Tumi whirled around the apartment and packed our bag for the hospital. Even on such short notice, he grabbed absolutely everything we needed; extra clothes, baby clothes, blankets, food, camera, etc. By the time the ambulance arrived, the baby's heart rate was back to a normal pace, but she had turned in such a way that made the contractions really painful in my back. The ambulance ride was mercifully brief (we live about 5 minutes away from the hospital) although I was really feeling the contractions, and it was overwhelming that the conditions for labor had changed so quickly.

When we got to the hospital, they provided some nitrous oxide, which really helped calm me down (love that stuff!). The midwives decided since the labor was going slowly and was in my back that I would be induced and given an epidural. I was completely happy with that idea, since I know that babies come out whatever way they need too, and it had been so long was ready to be done. After the epidural, Tumi and I slept for about 40 minutes, which was a heavenly break that I am convinced helped me keep up my strength for the pushing phase to come.


After about 4 hours in the hospital, it was time to push. I started pushing at 9am, and little baby girl was born at 9:14. She was crying right away, and they placed her in my arms as soon as she was out. What a beautiful moment! We stayed in the delivery room for about an hour, and then we were moved to a family recovery room. There, Tumi's parents and my mom (who had arrived in Iceland just 2 hours before little one was born) came to visit us and check out their new granddaughter. Once they left, all three of us slept for a long time and left the hospital by about 10pm.

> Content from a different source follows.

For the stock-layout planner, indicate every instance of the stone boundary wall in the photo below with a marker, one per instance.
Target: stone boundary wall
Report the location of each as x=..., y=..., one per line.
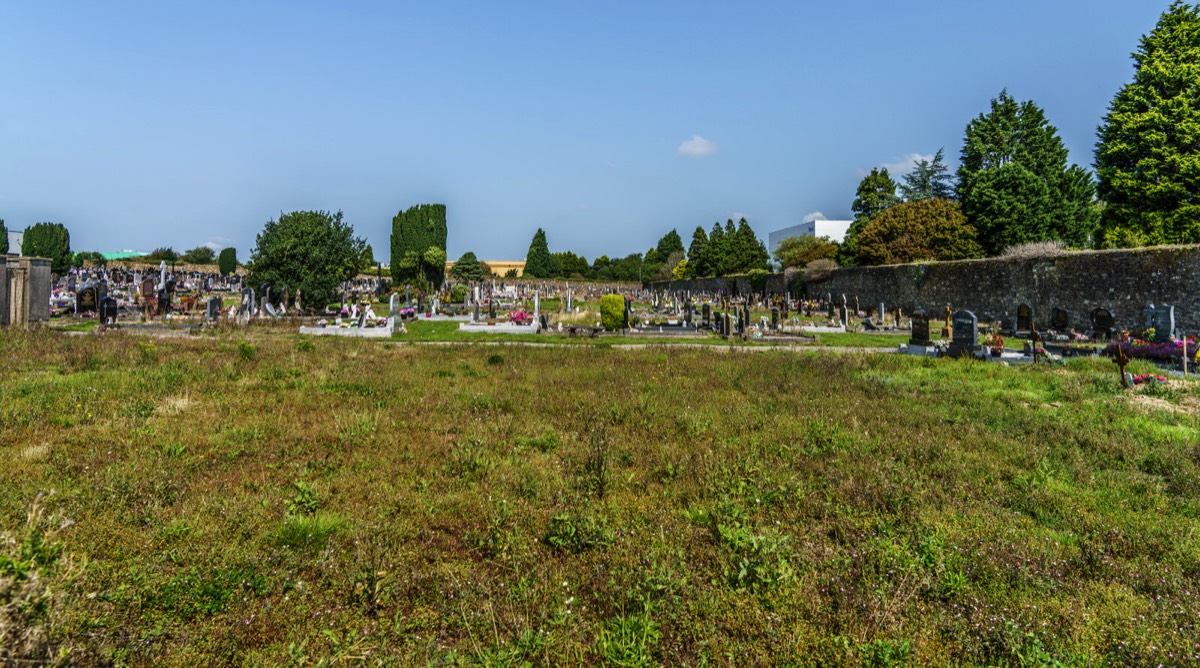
x=1125, y=282
x=724, y=284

Little baby girl's first week of life has been an amazing adventure. She is a really good sleeper, eater, pooper, and face-maker...what more can you ask for?! Breast feeding has it's ups and downs. I was really surprised by how solid and huge my breasts got when the milk came in, and since their colossal size made it hard for little one to latch on, they have been a bit sore, but are getting better every day. In Icelandic, they call the forgetful, spacey cloud that covers the brain of new mothers 'Milk Fog.' I have noticed since giving birth how hard it is for me to remember things or to have a decent conversation with my friends. While I have found this stupidity difficult to deal with, it is comforting to know that it is temporary and someday I'll have my old brain back (fingers crossed!)




Name coming soon :)

Saturday, April 3, 2010

She's here!


Little Tummy Baby was born Friday April 2nd at 9:14 am. We are all healthy and blissfully happy... I'll post the birth story later, but for now I have to go admire my new family!